Penelitian sepakat menyatakan bahwa faktor yang paling berpengaruh

pada perkembangan kolateral ialah luas infark dan keberadaan keluhan iskemia

sebelum terjadinya infark miokard akut. Namun pengetahuan saat ini menyisakan

kontroversi yang masih diperdebatkan mengenai peran iskemia dalam

perkembangan infark miokard. Sebuah hipotesis menyatakan bahwa iskemia

berperan dalam kolateralisasi arteri koroner.
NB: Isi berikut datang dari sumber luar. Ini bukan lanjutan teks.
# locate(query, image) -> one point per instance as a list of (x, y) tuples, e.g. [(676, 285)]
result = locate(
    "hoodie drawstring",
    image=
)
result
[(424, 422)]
Hipotesis lain yang semakin diakui

iskemia berperan dalam preconditioning infark miokard.

Oleh karena itu penting untuk mengetahui hubungan antara kolateralisasi

arteri koroner dengan lama berlangsungnya keluhan iskemik pada infark miokard

akut.

2

Page 3: Draft Proposal Penelitian.docx

3

2.2 Rumusan Masalah

Prevalensi penyakit jantung koroner dan mortalitas akibat infark miokard

akut terus meningkat. Serangkaian penelitian menunjukan bahwa kolateralisasi

koroner berperan dalam proteksi dari dampak iskemia akibat oklusi koroner dan

keluhan iskemia sebelum infark berpengaruh terhadap kolateralisasi koroner.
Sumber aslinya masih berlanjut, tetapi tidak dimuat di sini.